When you hear talk about “the fiscal cliff,” ask, “Which one?”
This coming January, if Congress and the president fail to take action, every American who pays income taxes will pay more. Also set to increase? Payroll taxes, which every worker pays.
But even if we can avoid falling off those cliffs, another threatens.
It has been identified by finance professors Robert Novy-Marx at the University of Rochester and Joshua Rauh at the Stanford Graduate School of Business, who summarized their recent research paper, “The Revenue Demands of Public Employee Pension Promises.”
The bottom-line? Looking at the pension commitments state and local governments have already made to public employees, the professors “found that, on average, a tax increase of $1,385 per U.S. household per year would be required, starting immediately and growing with the size of the public sector.”
That’s only the average. “New York taxpayers would need to contribute more than $2,250 per household per year over the next 30 years,” according to their analysis. “In Oregon, the amount is $2,140; in Ohio, it is $2,051; in New Jersey, $2,000.”
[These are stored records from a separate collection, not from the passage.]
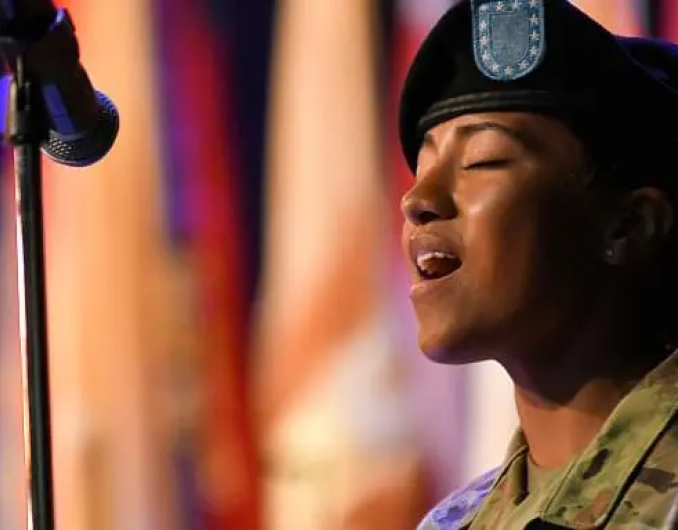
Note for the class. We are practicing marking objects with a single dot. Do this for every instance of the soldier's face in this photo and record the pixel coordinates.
(499, 233)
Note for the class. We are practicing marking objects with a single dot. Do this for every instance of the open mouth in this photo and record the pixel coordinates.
(436, 264)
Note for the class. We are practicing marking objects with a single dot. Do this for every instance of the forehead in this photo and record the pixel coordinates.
(537, 131)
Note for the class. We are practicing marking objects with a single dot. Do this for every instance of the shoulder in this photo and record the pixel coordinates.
(457, 509)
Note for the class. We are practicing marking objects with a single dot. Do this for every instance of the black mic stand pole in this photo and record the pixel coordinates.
(26, 130)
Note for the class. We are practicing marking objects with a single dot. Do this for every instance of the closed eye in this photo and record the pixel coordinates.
(488, 164)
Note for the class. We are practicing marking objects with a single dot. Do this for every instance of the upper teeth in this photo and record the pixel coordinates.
(424, 257)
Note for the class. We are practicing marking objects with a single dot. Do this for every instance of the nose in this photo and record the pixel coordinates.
(426, 202)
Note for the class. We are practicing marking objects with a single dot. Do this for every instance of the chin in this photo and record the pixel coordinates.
(451, 347)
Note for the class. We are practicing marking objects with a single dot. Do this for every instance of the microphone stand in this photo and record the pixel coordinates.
(27, 129)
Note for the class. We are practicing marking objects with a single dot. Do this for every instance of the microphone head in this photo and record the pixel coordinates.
(84, 149)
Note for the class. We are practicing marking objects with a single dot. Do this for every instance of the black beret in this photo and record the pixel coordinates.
(542, 56)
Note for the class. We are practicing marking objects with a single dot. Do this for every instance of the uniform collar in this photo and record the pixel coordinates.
(579, 500)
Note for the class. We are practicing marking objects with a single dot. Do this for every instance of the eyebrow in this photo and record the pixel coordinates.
(466, 131)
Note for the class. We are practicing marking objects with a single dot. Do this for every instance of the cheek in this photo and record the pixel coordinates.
(502, 242)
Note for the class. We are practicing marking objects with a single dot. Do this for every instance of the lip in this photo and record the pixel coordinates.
(428, 242)
(421, 287)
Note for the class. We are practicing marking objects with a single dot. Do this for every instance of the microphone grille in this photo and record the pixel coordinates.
(86, 149)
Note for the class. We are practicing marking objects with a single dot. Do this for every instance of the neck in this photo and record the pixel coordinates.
(565, 394)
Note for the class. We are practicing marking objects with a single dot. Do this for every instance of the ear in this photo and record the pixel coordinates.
(639, 223)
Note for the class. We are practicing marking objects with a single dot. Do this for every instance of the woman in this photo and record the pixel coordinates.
(541, 232)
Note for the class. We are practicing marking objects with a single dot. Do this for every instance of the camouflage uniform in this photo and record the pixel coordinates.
(614, 92)
(625, 479)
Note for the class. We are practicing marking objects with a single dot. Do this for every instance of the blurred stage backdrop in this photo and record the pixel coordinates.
(231, 341)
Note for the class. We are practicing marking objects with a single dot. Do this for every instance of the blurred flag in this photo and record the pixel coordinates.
(214, 448)
(625, 17)
(334, 424)
(667, 20)
(104, 246)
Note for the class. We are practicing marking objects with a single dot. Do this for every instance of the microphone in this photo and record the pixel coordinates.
(82, 122)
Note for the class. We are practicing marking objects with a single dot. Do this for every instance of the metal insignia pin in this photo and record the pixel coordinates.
(508, 37)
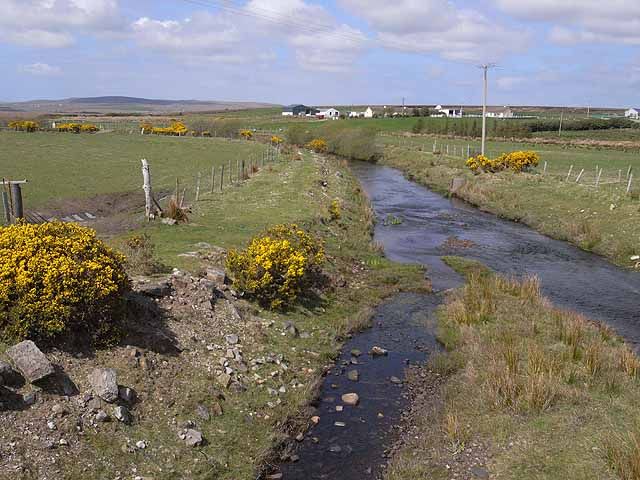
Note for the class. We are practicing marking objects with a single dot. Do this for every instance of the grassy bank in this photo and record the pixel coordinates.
(529, 391)
(254, 421)
(599, 220)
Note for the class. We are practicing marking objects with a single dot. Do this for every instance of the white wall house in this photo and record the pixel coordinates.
(329, 114)
(633, 113)
(452, 112)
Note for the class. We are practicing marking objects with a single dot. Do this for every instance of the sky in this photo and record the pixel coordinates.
(547, 52)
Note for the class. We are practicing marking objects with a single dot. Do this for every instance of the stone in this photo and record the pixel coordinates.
(203, 412)
(193, 438)
(122, 414)
(351, 399)
(216, 275)
(479, 472)
(30, 361)
(224, 380)
(101, 416)
(291, 329)
(104, 383)
(378, 351)
(127, 394)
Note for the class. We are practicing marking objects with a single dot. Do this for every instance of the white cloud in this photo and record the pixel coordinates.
(54, 23)
(437, 26)
(41, 69)
(582, 21)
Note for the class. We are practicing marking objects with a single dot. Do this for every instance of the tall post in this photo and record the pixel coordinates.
(484, 107)
(16, 194)
(146, 178)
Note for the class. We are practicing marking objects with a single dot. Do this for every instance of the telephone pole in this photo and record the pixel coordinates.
(485, 68)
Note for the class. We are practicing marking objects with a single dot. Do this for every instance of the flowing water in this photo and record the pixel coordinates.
(350, 444)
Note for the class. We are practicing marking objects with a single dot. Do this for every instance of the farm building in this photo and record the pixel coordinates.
(499, 112)
(298, 111)
(453, 112)
(329, 113)
(632, 113)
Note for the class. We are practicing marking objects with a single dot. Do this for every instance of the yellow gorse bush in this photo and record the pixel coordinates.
(276, 266)
(24, 125)
(318, 145)
(517, 161)
(55, 277)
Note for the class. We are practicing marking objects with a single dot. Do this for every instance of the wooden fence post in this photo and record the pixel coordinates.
(146, 178)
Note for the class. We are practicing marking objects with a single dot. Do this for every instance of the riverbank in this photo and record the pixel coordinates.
(597, 220)
(525, 390)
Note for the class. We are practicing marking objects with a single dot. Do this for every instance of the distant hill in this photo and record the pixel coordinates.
(122, 104)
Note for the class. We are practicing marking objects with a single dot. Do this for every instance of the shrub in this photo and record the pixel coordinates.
(518, 161)
(318, 145)
(56, 277)
(276, 266)
(24, 125)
Politicians have promised lavish pension benefits. And then not funded them. Plus, employees often outrageously game the system, spiking their benefits to the tune of millions over decades of retirement — like the Illinois teacher’s union lobbyist did by teaching a single day in the classroom.
If we don’t get the problem under control, this cliff keeps getting higher, making, as the professors put it, “the $1,385 per-household increase required today seem cheap.”
This is Common Sense. I’m Paul Jacob.